Next Generation Data Warehousing at Santander UK

by Toby Ferguson

Posted in Business | September 27, 2018 4 min read

Timely data is crucial to businesses in the Big Data age: This blog post outlines how Santander UK utilises the latest Cloudera technologies and superior software development capability to create the next generation of data warehousing and streaming analytics to support intelligence that can improve relationships with customers and follow the mantra of ‘we want to help people grow and prosper.‘

Santander UK’s big data journey started around four years ago. They were early adopters of new data streaming technology like Apache Kafka and had ambitions to revolutionise the customer experience with the use of real-time data and in-app analytics for mobile users.

Since then, Santander UK have enhanced both footprint and capability to innovate with big data technology and have evolved rapidly. The need for large scale streaming analytics has increased and become a reality. Today, at Santander UK, Cloudera’s Big Data, Machine Learning, and Analytics platform is complemented by integrated high-quality and scalable Platform-as-a-Service (PaaS) event delivery through Apache Kafka.

Another technology component that is central to Santander UK’s next generation Data Warehouse is the use of Apache Kudu to enable fast analytics on fast data. When combined with aspects of the Data Vault 2.0 design methodology, it facilitates rapid ingest from hundreds of Apache Kafka data streams; both offloading workload from existing legacy systems and providing the ability to ask ‘right here, right now’ questions regarding customer behaviour and the current state of the Bank.

Speed to Market

Fast data streams can be moved online with minimal effort due to an innovative new platform at Santander UK, which integrates legacy systems with a new Data Vault via Apache Kafka. Due to the clean structure of the data being integrated, a new event stream feed to populate the Apache Kudu Data Vault is largely configuration driven – conforming data events to the Hub, Satellite, and Link structure of Data Vault 2.0 methodology. This allows the schema to react to changes in the business or new understanding of how the data should be conformed.

Santander UK can affect data transformations by scaling the elastic event delivery platform, which is based on Scala Akka and Apache Kafka, allowing rapid and scalable data enrichment in real-time. This enables faster, more timely data, faster decisions and higher speed to market for use cases due to the reusable platform and architecture.

Data Science and Rapid Prototyping of Data Products

Ultimately, there are many potential consumers of this streaming data source; however, interesting insight has already been gleaned through the integration of Cloudera Data Science Workbench to the Data Vault. These provide a comprehensive Data Science experience for the growing Data Science team and also use—in typically Santander UK innovative fashion—the potential to prototype ideas rapidly and create new data products before addressing heavy engineering and architectural challenges.
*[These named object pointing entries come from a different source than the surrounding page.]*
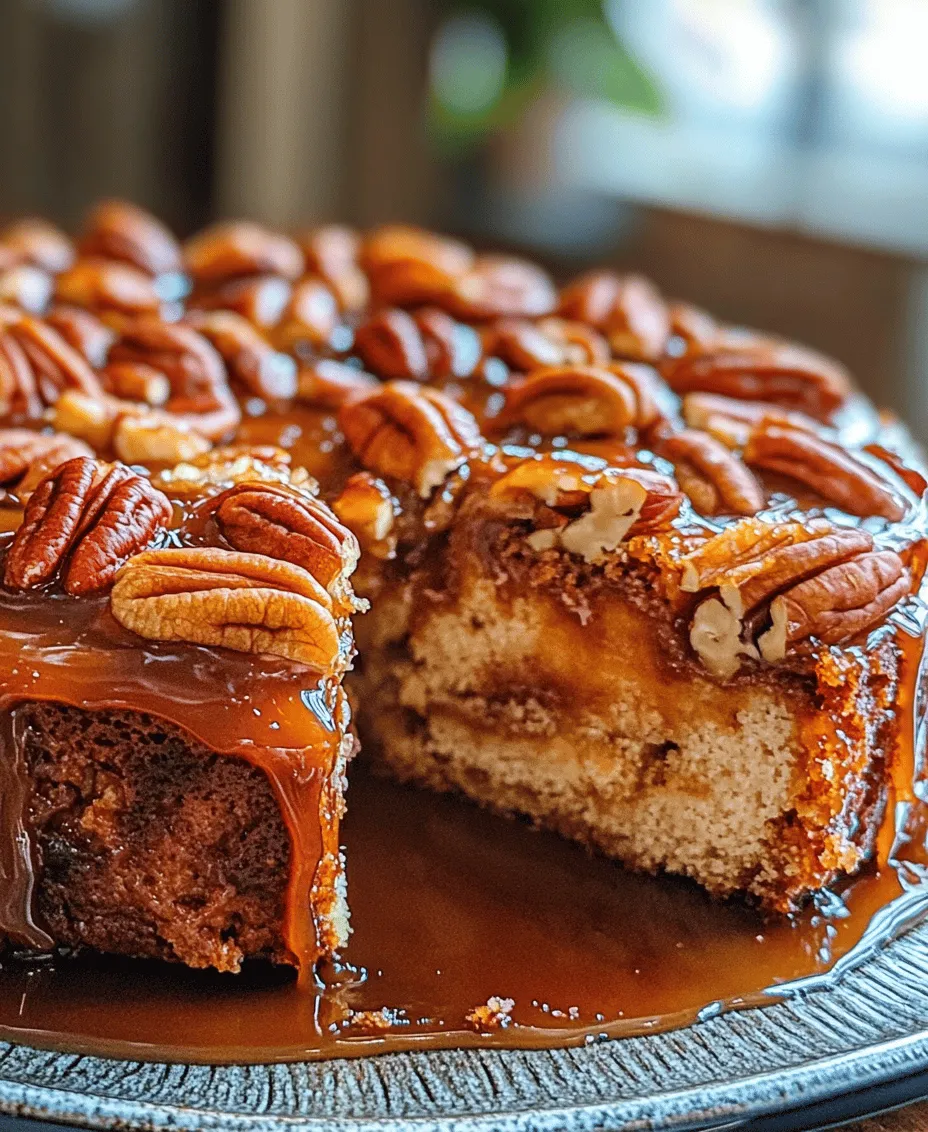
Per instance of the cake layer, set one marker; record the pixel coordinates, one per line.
(772, 785)
(149, 843)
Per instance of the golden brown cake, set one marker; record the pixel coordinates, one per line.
(647, 580)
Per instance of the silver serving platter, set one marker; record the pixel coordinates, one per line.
(825, 1040)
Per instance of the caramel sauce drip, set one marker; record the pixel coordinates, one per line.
(467, 929)
(278, 717)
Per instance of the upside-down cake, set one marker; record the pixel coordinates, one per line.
(649, 580)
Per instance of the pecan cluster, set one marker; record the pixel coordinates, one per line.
(764, 588)
(431, 370)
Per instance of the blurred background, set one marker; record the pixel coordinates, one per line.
(766, 159)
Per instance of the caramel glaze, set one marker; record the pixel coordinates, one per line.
(467, 929)
(280, 717)
(450, 908)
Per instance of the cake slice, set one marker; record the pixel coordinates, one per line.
(175, 732)
(564, 636)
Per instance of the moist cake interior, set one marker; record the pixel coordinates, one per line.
(583, 555)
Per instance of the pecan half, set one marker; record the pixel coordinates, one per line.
(84, 331)
(200, 397)
(108, 288)
(119, 230)
(261, 299)
(839, 603)
(410, 432)
(155, 437)
(134, 380)
(580, 401)
(401, 243)
(229, 599)
(221, 468)
(37, 366)
(627, 309)
(391, 344)
(766, 574)
(824, 466)
(272, 520)
(750, 368)
(453, 349)
(591, 512)
(332, 253)
(35, 241)
(693, 327)
(310, 317)
(26, 286)
(249, 357)
(24, 452)
(332, 384)
(234, 248)
(83, 521)
(498, 286)
(367, 507)
(731, 421)
(713, 478)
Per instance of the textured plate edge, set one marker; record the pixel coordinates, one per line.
(682, 1111)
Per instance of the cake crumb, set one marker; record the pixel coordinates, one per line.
(493, 1015)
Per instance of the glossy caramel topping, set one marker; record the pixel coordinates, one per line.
(620, 420)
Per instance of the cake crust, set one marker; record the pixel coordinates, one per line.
(652, 581)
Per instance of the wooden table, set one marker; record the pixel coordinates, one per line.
(913, 1118)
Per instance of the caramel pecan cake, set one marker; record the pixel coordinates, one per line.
(649, 580)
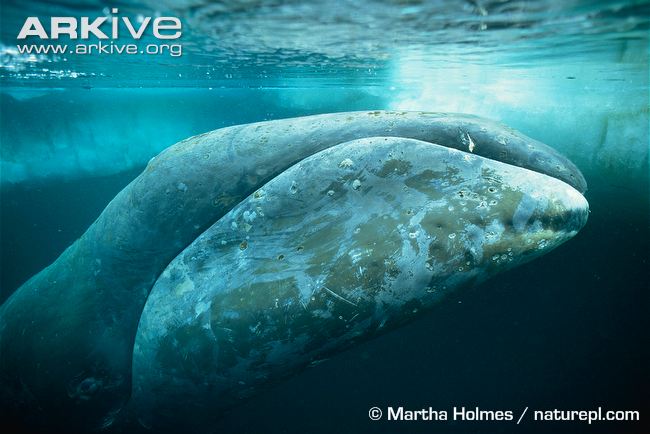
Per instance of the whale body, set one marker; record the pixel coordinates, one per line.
(242, 255)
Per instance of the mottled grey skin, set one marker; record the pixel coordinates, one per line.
(346, 244)
(67, 334)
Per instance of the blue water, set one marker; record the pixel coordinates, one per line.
(570, 330)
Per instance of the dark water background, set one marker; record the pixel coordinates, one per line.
(570, 330)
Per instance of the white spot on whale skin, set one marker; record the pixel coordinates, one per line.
(249, 216)
(524, 212)
(200, 308)
(346, 163)
(472, 145)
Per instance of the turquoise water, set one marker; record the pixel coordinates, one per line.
(569, 330)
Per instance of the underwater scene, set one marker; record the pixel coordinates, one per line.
(291, 216)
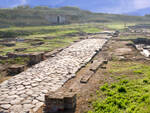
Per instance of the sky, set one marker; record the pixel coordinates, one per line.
(107, 6)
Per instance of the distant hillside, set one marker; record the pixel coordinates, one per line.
(26, 16)
(141, 12)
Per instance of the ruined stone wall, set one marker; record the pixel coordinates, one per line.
(26, 91)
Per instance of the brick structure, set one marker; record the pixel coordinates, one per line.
(59, 101)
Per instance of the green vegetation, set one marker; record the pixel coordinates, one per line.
(129, 94)
(52, 37)
(17, 60)
(119, 26)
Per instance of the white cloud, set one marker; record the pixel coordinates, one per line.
(23, 2)
(140, 4)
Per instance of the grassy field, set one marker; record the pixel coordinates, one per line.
(52, 36)
(130, 92)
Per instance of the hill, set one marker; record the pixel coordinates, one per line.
(26, 16)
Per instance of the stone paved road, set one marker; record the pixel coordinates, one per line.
(26, 90)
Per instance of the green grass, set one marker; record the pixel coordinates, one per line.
(17, 60)
(127, 95)
(118, 26)
(63, 36)
(91, 30)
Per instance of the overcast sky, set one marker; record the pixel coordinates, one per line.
(109, 6)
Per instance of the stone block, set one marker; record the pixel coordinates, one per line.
(15, 69)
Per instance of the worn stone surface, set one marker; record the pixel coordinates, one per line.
(26, 90)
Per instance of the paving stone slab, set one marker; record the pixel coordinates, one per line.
(48, 75)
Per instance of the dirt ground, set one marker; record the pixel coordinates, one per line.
(114, 49)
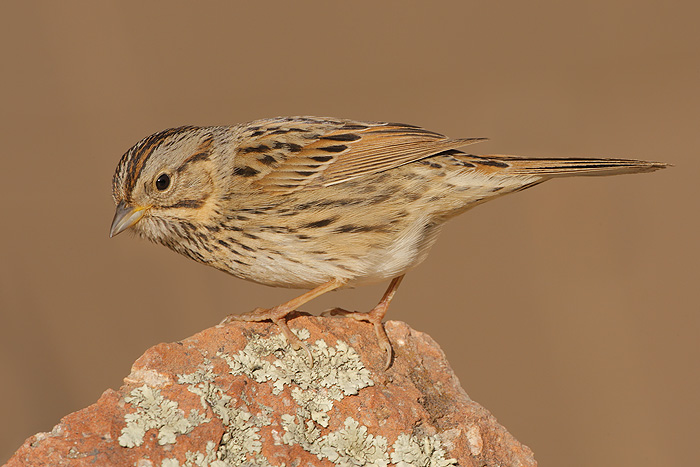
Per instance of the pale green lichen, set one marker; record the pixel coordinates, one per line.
(352, 445)
(241, 437)
(424, 451)
(153, 410)
(337, 372)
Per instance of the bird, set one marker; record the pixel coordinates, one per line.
(317, 203)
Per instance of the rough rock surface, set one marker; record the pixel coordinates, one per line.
(239, 395)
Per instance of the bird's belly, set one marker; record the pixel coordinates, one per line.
(281, 260)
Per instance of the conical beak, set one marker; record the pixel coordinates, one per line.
(124, 217)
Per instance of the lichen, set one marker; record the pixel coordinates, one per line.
(337, 372)
(153, 410)
(241, 437)
(423, 451)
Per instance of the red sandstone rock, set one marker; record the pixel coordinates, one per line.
(239, 395)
Build a fast prototype, and then, if it engenders value, develop it into a first-class product.

Fast Integration: The Contribution Model

In the vein of the innovation and agility that the Santander UK Data Innovation team have made a reality, they created the notion of the Contribution Model. Because the cluster is multi-tenant with differing business units sourcing, cleansing, and engineering new datasets; if deemed useful to the rest of the business, Data Vault style link tables can be utilised to integrate this generally useful data to the core of the Data Vault schema. In this manner, the team can increase the value of data products through the rapid generation of new combinations of datasets, with traceable lineage by using Cloudera Navigator for governance, and security by using Apache Sentry for access control. If the data of the business unit is deemed useful to others, it is linked to the core and shared according to governance principles.

The Contribution Model allows us to leverage pure datasets that are created independently by different business units and product teams. If this data is valuable to the rest of the business, we have the capability to bring it into the Data Vault as a first-class citizen through the utilisation of link tables. We wanted to replicate the Apache community approach to open source software for data systems in our organization to improve innovation through collaboration.

– Nicolette Bullivant – Head of Data Engineering, Santander UK

Multi-Destination: One Stream to Rule Them All

The raw event streams that are generated from legacy systems are considered canonical, and are generally required by other stakeholders that use the cluster. The Santander UK Data Innovation Team have adopted the principle of ensuring that these event streams are available for utilisation by differing use cases and technologies; thus, a canonical event stream can be redistributed to differing destinations; either HDFS filesystem, Apache HBase, or Apache Kudu. This helps engender a single version of the truth for all stakeholders whilst avoiding back pressure on legacy systems.

Conclusion

In short, Santander UK is innovating directly on the Cloudera stack, coupling streaming data, advanced software engineering principles and frameworks, and modern data warehouse design principles to generate real-time insight to improve customer experience and customer financial wellbeing. This innovation was recently recognized as a third-party panel of judges voted Santander as a Data Impact Award finalist.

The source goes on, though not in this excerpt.